5 Love Languages – Part 4

Third Language - Reciving Gifts

Gifts are a symbol of love.  If Words of Affirmation is about being sensitive to other person’s emotions, giving gifts is about expressing those emotions. When you give gifts to someone,  you think of the other person, you show how much happiness of the person is important for you. I must say that it’s also about how well you understand what will make another person happy. 

There are people who are very good at it. They know how to make someone feel special. These kind of people are quite expressive about their feelings and even if they don’t have money, they know how to make small things in life an absolute treat. 

There are other kinds of people who are not good at giving gifts.  Sometimes because they are not very expressive and sometimes because of money. Remember, if giving gifts is a waste of money and you want to save it for future, then you are being self-centered as you are purchasing self-worth and emotional security for yourself.

If you are the other kind who find it difficult to express yourself, then just think how important the other person is for you, how important his happiness is for you.  A love if not expressed to the other person, one day will lose it’s the charm. Yes, it’s true that not everything has to be explicit, but every person has a longing that someone should make him feel special. Some could make his special moment in life truly memorable forever, whether it’s birthdays, anniversaries, festivals etc.

Giving gifts is an investment in your relationship and you are filling your spouse’s emotional love tank. There is no such thing as a bad gift or cheap gift. It’s all about the emotions the gift has been given, it’s about the thought, it’s about the happiness of giving gifts as much as receiving gifts. 

Every gift need not have to be tangible.  Sometimes your presence itself is a very precious gift. Especially in challenging times and some very special moments, your presence worth much more than the costliest gift someone can think of. 

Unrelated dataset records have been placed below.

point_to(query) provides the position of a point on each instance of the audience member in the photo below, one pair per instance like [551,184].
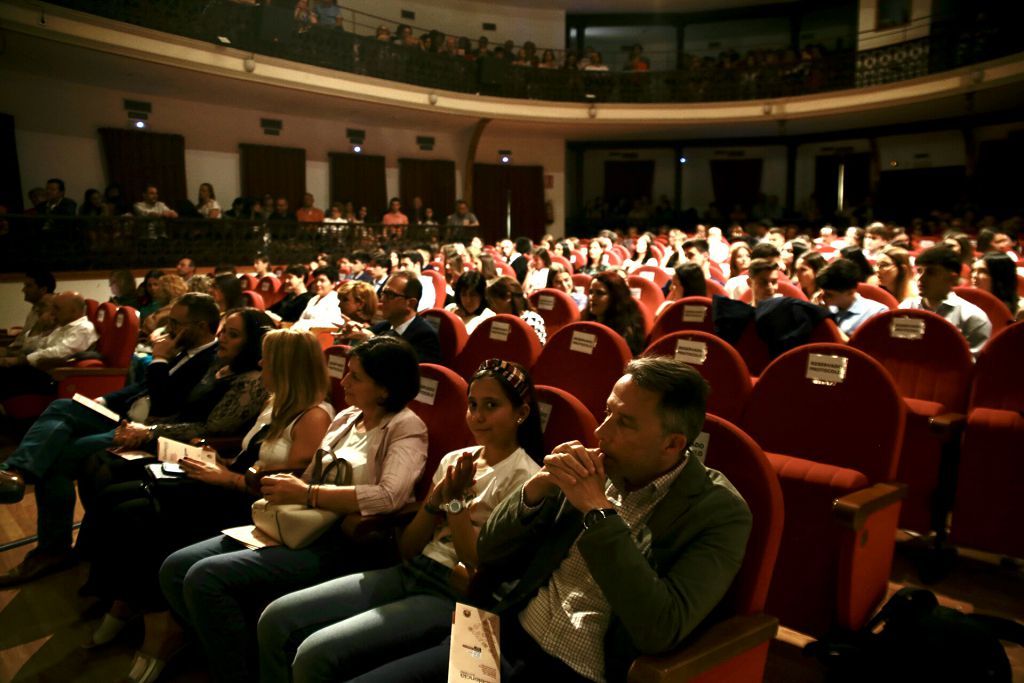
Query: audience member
[938,271]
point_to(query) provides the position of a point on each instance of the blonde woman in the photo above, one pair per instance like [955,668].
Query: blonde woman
[214,497]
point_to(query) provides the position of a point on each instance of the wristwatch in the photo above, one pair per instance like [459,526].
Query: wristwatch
[454,506]
[595,516]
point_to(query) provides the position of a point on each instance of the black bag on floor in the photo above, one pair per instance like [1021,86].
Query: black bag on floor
[913,638]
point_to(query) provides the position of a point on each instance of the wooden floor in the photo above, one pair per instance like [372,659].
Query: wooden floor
[44,624]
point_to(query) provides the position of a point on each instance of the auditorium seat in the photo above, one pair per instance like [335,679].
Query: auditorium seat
[718,363]
[686,313]
[732,645]
[990,483]
[931,365]
[878,294]
[830,421]
[563,418]
[556,307]
[997,311]
[451,332]
[502,336]
[586,359]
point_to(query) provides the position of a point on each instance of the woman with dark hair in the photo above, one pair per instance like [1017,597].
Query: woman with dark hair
[470,300]
[996,273]
[895,272]
[687,281]
[227,293]
[351,626]
[610,304]
[146,293]
[216,586]
[806,269]
[856,254]
[123,291]
[212,496]
[506,296]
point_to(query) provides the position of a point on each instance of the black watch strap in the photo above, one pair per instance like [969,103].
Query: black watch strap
[595,516]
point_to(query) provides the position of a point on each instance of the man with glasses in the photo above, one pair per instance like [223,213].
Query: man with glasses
[67,432]
[399,298]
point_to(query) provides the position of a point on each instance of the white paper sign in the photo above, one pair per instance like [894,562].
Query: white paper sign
[691,351]
[699,446]
[428,390]
[694,313]
[474,653]
[904,327]
[98,408]
[336,366]
[545,415]
[169,451]
[583,342]
[500,331]
[826,369]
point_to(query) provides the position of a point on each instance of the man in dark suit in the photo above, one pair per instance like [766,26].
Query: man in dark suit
[520,258]
[67,431]
[398,300]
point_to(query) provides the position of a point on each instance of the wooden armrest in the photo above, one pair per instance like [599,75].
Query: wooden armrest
[70,371]
[716,645]
[853,509]
[947,425]
[361,527]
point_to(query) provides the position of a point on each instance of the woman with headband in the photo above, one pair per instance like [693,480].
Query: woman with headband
[350,626]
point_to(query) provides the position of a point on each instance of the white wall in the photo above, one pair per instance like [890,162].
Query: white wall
[462,17]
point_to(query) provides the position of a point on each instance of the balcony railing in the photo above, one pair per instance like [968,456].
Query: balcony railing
[272,31]
[110,243]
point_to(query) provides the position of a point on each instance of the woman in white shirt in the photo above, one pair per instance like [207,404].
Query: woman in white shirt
[347,627]
[324,309]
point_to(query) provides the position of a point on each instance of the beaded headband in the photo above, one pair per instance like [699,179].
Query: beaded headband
[508,372]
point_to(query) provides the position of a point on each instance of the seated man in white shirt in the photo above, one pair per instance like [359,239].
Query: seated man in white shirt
[25,372]
[324,309]
[412,261]
[938,272]
[838,283]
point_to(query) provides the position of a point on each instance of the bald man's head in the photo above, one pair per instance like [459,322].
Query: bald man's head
[68,307]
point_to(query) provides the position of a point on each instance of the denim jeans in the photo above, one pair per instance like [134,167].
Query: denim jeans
[218,588]
[50,454]
[350,625]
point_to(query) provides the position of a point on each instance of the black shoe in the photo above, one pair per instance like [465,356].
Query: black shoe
[11,486]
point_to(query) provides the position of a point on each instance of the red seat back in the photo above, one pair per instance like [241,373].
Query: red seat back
[856,423]
[732,452]
[936,368]
[586,359]
[997,312]
[685,313]
[556,307]
[503,336]
[563,418]
[878,294]
[718,363]
[441,404]
[451,332]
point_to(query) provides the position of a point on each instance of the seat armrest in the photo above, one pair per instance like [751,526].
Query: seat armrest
[947,425]
[716,645]
[853,509]
[68,372]
[365,528]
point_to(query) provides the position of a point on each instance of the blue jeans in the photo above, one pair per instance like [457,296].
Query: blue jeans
[349,626]
[50,454]
[218,588]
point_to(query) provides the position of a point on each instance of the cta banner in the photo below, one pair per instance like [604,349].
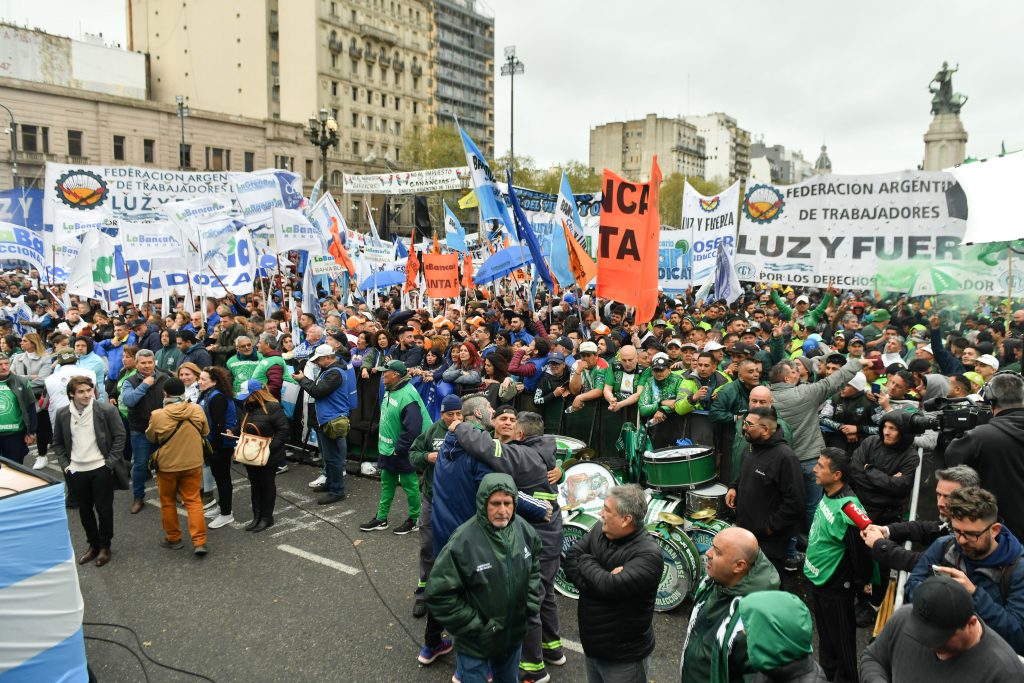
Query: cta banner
[888,231]
[409,182]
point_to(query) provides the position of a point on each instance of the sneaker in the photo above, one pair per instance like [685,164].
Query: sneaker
[428,654]
[220,520]
[408,526]
[374,525]
[795,562]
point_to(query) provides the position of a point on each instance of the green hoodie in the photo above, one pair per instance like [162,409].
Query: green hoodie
[713,606]
[485,585]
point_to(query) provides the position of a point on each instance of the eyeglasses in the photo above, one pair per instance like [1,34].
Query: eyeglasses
[970,536]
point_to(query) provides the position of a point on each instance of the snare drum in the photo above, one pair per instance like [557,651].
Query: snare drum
[585,486]
[708,498]
[675,468]
[682,566]
[573,528]
[702,532]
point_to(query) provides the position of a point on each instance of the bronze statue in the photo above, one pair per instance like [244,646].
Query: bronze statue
[944,99]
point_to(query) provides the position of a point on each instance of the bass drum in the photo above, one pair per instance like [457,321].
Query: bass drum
[573,528]
[702,532]
[682,567]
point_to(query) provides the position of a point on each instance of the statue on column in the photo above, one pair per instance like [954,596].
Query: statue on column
[944,100]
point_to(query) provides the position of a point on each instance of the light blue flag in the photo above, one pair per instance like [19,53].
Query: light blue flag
[455,236]
[489,199]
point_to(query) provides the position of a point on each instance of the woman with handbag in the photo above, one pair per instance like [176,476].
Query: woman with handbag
[262,433]
[215,399]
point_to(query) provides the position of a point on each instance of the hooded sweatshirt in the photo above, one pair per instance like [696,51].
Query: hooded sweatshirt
[485,584]
[713,604]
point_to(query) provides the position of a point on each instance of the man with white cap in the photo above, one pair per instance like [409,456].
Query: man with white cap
[939,638]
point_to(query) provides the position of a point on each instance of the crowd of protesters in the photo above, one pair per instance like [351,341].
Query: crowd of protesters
[808,398]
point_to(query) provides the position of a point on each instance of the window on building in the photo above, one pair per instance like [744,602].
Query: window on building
[36,138]
[75,143]
[218,159]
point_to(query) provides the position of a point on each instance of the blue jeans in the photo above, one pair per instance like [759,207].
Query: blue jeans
[335,451]
[504,670]
[141,449]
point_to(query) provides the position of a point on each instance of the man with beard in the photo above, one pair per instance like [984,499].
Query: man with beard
[982,556]
[768,491]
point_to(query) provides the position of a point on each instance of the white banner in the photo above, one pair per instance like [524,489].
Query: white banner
[889,231]
[409,182]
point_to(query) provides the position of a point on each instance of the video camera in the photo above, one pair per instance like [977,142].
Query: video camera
[955,416]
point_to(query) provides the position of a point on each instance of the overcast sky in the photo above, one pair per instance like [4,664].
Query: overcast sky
[852,75]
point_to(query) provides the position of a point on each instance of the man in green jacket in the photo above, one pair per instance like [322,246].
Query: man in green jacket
[423,455]
[403,417]
[735,567]
[485,584]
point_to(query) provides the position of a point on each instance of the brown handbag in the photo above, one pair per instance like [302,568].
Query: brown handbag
[252,450]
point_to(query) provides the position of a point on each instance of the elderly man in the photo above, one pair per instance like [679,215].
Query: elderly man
[496,548]
[984,557]
[940,638]
[403,418]
[616,567]
[735,566]
[768,492]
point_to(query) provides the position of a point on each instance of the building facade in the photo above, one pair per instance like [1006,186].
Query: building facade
[727,146]
[369,62]
[464,53]
[628,146]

Gifts need not be expensive nor must they be given weekly. Their worth has nothing to do with money and everything to do with love.

Personal Experience

A gift is an act to show that you are thankful to the person.  Your spouse may do a lot of things for you and your family. Gifts present an opportunity for you to be thankful and show that you are thinking about your spouse. 
 
While it feels good to be on the receiving end, there is a feeling of self-gratification when you are the one who is doing the giving.  The happiness you get when you are opening a gift is temporary, but giving provides a more self-fulling experience that lasts for a longer period of time.  
 
I make sure that I make every new year special, every birthday special. This language I have learned from my father. He was very good at it and I can never forget the happiness which my Mom used to have while giving gifts to my her. 
 
If you are someone who doesn’t get gifts from your spouse, then don’t stop yourself from giving him gifts.  Because giving gifts is as much pleasure as receiving gifts. And who knows someday your spouse will understand how important this love language is for you.  

This is 4th in the 7 part series of 5 Love Languages book summary.